Luxembourg - Uber suffered a defeat when the European Union’s top court ruled its ride-hailing service should be regulated as a transport company, a decision that could set a precedent for the burgeoning gig economy.

The EU Court of Justice said on Wednesday that the startup should be regulated as a transport service when drivers aren’t professionals and are using their own vehicles. The company says most of its products are already covered by such regulations.

The decision, which can’t be appealed, clarifies for the first time that connecting people via an application to non-professional drivers forms an integral part of a transport service. It rejects Uber’s view that such services are purely digital.

In the EU judges’ view, “the most important part of Uber’s business is the supply of transport - connecting passengers to drivers by their smartphones is secondary,” said Rachel Farr, senior employment lawyer at law firm Taylor Wessing. “Without transport services, the business wouldn’t exist.”

Uber has argued that it’s a technology platform connecting passengers with independent drivers, not a transportation company subject to the same rules as taxi services. The case has been closely watched by the technology industry because of its precedent for how firms in the gig economy ought to be regulated across the 28-nation bloc.

While the ruling is valid EU-wide, it remains limited to Uber’s actual services and won’t directly affect other disputes Uber is facing over how its drivers are treated. One such case is pending at the UK court of appeal.

Millions of Europeans

“This ruling will not change things in most EU countries where we already operate under transportation law,” Uber said in a statement. “However, millions of Europeans are still prevented from using apps like ours.”

Wednesday’s case centred around UberPop, an inexpensive ride-hailing service in several European cities that allowed drivers without a taxi license to use their own cars to pick up passengers. Legal challenges have forced Uber to shutter UberPop in most major European countries in favour of UberX, which requires drivers to get a license.

Uber isn’t the only business model being questioned by policy makers. In Paris, regulators are clamping down on Airbnb, whose home-rental service has drawn complaints from hotels that are subject to a different batch of rules. Deliveroo, the food-delivery service, is also facing scrutiny over its treatment of workers in the UK and elsewhere.

Gig economy

“We regret the judgment effectively threatens the application of harmonised EU rules to online intermediaries,” said Jakob Kucharczyk, of the Computer & Communications Industry Association, which speaks for companies like Uber, Amazon.com, Google and Facebook.

“The purpose of those rules is to make sure online innovators can achieve greater scalability and competitiveness in the EU, unfettered from undue national restrictions,” he said.

“After today’s judgment innovators will increasingly be subject to divergent national and sectoral rules.
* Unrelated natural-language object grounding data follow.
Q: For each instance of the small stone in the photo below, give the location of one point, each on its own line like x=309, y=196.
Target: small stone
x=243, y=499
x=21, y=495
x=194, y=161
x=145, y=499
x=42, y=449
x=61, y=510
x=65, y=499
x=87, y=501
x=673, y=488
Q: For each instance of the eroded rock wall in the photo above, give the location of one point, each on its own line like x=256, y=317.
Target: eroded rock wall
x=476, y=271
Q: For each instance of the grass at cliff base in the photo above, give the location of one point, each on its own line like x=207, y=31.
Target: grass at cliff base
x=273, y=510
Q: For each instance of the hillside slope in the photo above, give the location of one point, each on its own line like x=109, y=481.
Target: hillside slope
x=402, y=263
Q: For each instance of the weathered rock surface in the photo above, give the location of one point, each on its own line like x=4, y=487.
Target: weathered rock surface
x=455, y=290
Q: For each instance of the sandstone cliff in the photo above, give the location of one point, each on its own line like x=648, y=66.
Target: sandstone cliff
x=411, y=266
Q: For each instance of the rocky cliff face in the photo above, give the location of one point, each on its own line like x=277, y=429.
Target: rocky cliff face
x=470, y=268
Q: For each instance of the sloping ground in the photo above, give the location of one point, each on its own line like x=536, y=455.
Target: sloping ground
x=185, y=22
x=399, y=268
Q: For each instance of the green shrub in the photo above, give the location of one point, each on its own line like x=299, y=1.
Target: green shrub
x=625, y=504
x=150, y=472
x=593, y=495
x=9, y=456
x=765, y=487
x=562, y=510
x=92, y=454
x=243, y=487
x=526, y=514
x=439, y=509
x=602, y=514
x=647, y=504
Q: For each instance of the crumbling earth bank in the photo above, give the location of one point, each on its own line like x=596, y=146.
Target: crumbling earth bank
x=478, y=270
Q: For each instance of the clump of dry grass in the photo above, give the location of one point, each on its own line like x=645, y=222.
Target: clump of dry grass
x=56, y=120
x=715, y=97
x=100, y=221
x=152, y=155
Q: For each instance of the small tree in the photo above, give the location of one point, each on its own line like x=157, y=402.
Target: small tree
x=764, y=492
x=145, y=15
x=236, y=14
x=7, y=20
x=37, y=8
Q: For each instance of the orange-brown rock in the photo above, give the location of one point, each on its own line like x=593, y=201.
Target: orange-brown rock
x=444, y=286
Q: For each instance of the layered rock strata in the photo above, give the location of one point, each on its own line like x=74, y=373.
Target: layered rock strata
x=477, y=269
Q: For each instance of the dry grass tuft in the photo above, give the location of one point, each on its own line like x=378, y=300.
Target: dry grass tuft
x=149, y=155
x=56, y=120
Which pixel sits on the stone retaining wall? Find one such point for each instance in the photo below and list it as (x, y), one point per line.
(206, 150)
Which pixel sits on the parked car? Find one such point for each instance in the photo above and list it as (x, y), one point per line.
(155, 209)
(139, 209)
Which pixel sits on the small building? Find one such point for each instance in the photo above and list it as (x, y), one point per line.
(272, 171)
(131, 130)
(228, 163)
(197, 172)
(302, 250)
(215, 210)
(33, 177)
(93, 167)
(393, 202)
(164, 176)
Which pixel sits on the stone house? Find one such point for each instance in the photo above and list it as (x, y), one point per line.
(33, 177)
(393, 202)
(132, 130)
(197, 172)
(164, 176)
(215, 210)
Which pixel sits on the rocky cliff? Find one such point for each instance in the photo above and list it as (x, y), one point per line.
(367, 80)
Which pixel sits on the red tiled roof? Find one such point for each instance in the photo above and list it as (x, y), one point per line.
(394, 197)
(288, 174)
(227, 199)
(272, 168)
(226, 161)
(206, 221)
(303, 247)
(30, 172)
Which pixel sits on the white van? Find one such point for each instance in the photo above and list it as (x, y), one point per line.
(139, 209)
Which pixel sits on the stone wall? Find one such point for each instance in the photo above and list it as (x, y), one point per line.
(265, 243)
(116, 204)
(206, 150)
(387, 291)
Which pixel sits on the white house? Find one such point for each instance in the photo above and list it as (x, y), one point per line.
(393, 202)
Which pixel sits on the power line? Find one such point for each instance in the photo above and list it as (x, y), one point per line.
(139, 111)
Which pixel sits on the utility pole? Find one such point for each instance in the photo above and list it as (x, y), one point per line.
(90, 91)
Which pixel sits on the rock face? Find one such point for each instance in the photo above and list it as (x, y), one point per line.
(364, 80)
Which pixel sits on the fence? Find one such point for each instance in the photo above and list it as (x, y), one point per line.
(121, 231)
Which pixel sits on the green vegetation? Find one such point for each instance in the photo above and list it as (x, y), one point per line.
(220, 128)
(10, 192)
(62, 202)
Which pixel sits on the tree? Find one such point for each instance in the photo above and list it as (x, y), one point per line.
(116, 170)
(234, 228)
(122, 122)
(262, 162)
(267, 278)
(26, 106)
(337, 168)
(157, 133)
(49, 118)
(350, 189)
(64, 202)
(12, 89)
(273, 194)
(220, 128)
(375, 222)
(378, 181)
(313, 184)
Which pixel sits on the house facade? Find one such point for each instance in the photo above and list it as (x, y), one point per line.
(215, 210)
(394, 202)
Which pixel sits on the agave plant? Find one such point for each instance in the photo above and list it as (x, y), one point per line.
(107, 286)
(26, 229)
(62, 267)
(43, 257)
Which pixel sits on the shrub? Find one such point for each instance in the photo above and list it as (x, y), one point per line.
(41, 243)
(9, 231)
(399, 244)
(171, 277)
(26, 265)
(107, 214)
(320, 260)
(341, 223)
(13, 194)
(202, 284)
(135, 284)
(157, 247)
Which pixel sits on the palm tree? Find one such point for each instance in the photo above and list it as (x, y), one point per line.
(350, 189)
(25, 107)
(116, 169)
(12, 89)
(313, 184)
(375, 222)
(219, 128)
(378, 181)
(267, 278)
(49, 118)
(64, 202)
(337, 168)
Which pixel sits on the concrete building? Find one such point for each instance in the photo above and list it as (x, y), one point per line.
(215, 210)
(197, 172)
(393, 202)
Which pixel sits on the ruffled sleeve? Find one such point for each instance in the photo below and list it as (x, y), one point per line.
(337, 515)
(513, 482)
This is a blow to the EU’s ambition of building an integrated digital single market.”

Europe is taking a stricter approach to regulating American tech giants. German regulators this week accused Facebook of violating antitrust laws by using data it collects on users, while France’s top privacy regulator told WhatsApp to stop sharing user data from the app with Facebook, which bought the messaging service in 2014.
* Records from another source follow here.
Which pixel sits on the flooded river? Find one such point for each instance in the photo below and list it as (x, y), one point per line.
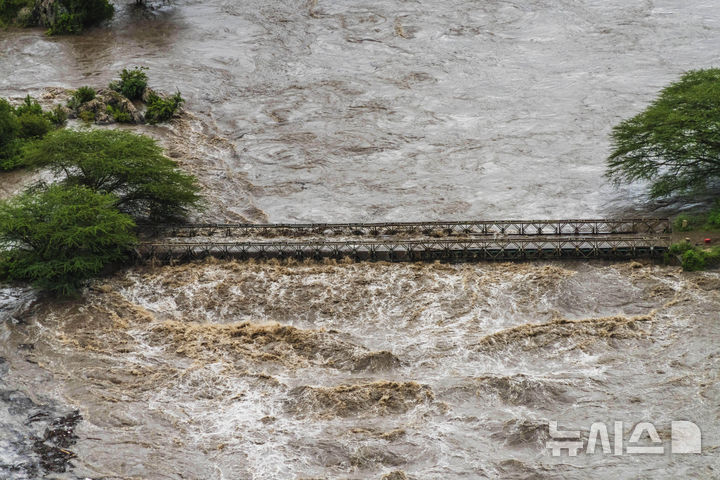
(383, 110)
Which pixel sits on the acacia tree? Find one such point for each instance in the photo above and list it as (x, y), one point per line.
(146, 184)
(675, 142)
(59, 237)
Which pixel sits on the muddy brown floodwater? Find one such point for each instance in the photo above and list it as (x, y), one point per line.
(379, 110)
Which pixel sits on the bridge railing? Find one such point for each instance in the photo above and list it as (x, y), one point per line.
(657, 226)
(457, 249)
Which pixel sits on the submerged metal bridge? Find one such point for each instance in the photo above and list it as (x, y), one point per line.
(411, 241)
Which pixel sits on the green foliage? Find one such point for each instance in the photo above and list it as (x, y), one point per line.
(682, 223)
(57, 116)
(9, 142)
(132, 83)
(9, 10)
(72, 16)
(680, 248)
(693, 260)
(119, 115)
(29, 106)
(132, 167)
(9, 125)
(19, 125)
(84, 94)
(675, 142)
(58, 238)
(87, 116)
(33, 126)
(713, 218)
(162, 109)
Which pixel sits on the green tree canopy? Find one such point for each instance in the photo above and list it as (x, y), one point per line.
(146, 184)
(9, 127)
(675, 142)
(57, 238)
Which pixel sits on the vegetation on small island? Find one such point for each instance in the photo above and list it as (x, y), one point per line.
(674, 144)
(27, 123)
(58, 16)
(19, 126)
(132, 83)
(162, 109)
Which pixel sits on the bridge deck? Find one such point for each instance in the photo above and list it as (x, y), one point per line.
(472, 249)
(637, 226)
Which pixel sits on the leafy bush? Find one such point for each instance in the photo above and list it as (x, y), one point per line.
(132, 83)
(162, 109)
(119, 115)
(693, 260)
(131, 167)
(72, 16)
(9, 125)
(29, 105)
(57, 116)
(9, 144)
(87, 116)
(33, 126)
(84, 94)
(713, 218)
(673, 142)
(58, 238)
(18, 125)
(9, 9)
(682, 223)
(680, 248)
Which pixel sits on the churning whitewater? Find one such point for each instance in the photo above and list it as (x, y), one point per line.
(383, 110)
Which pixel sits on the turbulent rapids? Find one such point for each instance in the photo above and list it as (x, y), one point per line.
(314, 111)
(327, 370)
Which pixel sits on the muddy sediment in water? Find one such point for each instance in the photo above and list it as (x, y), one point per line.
(581, 333)
(378, 398)
(365, 369)
(338, 112)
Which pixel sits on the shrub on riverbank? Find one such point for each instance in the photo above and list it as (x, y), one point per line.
(694, 258)
(145, 183)
(58, 16)
(22, 124)
(673, 143)
(162, 109)
(132, 83)
(10, 11)
(57, 238)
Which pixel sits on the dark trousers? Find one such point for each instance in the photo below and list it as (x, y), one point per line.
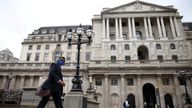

The European Commission has also targeted Google, Apple and Amazon over their business practices and tax affairs.

Boardroom battle

The ruling adds to the challenges facing Uber CEO Dara Khosrowshahi, who wants to take the company public by 2019.

Since joining in August, Khosrowshahi has faced a boardroom battle with Uber co-founder Travis Kalanick, a headline-grabbing lawsuit alleging the company stole autonomous car technology from Alphabet’s Waymo, various government investigations, the threat of losing its taxi license in its biggest European market of London, and revamping a company culture considered unwelcoming for women, among other controversies.

Meanwhile, the company continues to lose money and faces a growing roster of well-funded rivals, from Lyft in the U.S., to China’s Didi Chuxing in Asia.